Ecco perché Renzi vuole tagliare le soprintendenze
Due mesi fa, il ministro Dario Franceschini, durante un’audizione al Senato presso le commissioni Cultura della Camera e di Palazzo Mandama, annunciò la fase due della riforma dei beni culturali. Che si articola in due tronconi: l’istituzione di dieci nuovi musei autonomi (quindi dotati di autonomia contabile, amministrativa e organizzativa con direttore scelto attraverso bando internazionale) e la ridefinizione delle soprintendenze (spariscono le distinzioni tra istituti specializzati in belle arti, paesaggio e archeologia per far posto ad un’unica soprintendenza, coordinata da un soprintendente a cui le diverse professionalità faranno capo).

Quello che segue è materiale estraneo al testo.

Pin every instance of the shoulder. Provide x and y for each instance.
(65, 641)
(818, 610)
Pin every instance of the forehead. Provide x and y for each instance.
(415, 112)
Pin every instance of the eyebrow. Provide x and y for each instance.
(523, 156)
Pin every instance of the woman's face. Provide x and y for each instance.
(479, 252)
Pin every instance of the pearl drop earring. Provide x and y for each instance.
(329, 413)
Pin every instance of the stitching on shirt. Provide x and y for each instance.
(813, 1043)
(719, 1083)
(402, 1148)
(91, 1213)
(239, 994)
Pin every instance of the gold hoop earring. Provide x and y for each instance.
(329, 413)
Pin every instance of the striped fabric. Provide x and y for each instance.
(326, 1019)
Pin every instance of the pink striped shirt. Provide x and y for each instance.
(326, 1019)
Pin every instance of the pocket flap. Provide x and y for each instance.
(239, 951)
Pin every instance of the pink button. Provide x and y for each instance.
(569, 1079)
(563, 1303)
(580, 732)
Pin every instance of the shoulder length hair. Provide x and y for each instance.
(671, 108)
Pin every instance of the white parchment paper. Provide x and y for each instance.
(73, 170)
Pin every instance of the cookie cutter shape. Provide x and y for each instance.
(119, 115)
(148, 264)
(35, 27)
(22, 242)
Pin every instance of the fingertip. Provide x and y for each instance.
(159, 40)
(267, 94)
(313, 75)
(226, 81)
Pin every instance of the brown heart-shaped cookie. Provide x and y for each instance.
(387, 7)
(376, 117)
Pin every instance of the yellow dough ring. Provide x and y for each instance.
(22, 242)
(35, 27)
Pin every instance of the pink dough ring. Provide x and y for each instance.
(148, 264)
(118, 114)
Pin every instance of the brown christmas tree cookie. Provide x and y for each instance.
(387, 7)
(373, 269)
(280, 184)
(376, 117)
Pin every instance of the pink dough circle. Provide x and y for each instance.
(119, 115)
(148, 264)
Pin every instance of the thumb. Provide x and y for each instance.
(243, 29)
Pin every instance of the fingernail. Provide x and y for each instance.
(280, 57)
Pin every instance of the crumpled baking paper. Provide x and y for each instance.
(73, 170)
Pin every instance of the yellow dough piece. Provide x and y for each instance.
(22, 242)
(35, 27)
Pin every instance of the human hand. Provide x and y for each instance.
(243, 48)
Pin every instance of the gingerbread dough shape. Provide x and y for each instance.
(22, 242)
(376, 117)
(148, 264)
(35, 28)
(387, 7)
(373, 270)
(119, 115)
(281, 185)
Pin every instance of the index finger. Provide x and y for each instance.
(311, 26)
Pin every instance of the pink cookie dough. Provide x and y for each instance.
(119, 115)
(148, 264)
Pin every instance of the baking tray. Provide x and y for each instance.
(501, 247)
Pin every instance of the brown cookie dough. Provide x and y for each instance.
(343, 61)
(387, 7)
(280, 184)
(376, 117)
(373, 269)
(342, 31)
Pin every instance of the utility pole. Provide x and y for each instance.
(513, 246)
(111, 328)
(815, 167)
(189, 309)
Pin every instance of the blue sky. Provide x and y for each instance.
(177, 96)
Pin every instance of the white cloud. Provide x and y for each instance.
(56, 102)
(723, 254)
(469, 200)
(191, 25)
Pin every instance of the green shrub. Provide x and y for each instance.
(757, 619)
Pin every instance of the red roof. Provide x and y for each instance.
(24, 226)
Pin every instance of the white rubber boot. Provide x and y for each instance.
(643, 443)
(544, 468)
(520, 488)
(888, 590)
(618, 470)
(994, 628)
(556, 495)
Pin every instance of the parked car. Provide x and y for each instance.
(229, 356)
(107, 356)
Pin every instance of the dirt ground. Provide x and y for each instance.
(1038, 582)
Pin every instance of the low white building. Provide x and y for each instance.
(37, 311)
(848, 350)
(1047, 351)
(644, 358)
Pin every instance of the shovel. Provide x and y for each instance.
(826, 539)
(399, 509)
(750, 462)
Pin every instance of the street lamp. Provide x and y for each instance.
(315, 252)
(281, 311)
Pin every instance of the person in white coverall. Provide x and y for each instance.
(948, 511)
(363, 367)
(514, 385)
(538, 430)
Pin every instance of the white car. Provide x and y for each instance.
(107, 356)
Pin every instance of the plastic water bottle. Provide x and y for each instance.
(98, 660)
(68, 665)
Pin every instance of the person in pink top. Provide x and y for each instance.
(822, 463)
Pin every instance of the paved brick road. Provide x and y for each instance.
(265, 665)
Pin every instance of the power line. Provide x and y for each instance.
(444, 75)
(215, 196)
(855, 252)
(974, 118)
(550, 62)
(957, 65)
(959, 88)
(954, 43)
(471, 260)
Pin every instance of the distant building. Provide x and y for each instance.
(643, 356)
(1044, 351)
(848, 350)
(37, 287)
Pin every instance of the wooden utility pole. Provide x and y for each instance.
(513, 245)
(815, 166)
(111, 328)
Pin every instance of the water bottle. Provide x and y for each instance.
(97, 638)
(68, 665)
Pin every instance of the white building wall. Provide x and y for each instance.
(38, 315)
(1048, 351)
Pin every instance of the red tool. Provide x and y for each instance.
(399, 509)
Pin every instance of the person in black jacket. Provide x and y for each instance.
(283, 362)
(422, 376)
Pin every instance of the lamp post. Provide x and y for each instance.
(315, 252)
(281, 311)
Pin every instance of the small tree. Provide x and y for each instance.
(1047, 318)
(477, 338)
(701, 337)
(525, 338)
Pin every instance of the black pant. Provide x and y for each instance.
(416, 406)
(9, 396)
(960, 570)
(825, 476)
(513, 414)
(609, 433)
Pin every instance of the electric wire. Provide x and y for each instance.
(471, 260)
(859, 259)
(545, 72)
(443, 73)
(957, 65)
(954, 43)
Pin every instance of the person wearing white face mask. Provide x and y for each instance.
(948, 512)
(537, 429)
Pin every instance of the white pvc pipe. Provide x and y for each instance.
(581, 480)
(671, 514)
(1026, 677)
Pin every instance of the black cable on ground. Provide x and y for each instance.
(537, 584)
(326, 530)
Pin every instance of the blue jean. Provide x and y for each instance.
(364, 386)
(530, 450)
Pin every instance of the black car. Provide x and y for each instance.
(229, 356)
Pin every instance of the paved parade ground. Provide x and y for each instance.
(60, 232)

Soprintendenze, il segreto di Renzi
L’ultima modifica ha messo in allarme, esperti, studiosi dell’arte, direttori e sindacati: “Non è al cambiamento che diciamo no, ma al rischio di consegnare il territorio agli interessi degli speculatori”. Ma perché Renzi ha voluto tagliare le soprintendenze?
Dietro ci sarebbe una rivalsa del tutto personale. Bisogna tornare indietro al tempo in cui Matteo Renzi era sindaco di Firenze. A spiegare a La Stampa il motivo di tanto astio nei confronti delle soprintendenze è Antonio Paolucci, attuale direttore dei Musei Vaticani, già soprintendente del capoluogo toscano ai tempi di Renzi.
Ricorda bene lo scontro tra l’attuale premier totalmente a favore dei fori da realizzare sulle pareti del Salone dei Cinquecento a palazzo Vecchio nella speranza di “fare lo scoop mondiale” e trovare l’affresco di Leonardo da Vinci che si pensa sia nascosto sotto quello di Vasari. “Non ce lo ha mai perdonato – spiega Paolucci – e la riforma attuale è la conseguenza di quegli scontri”.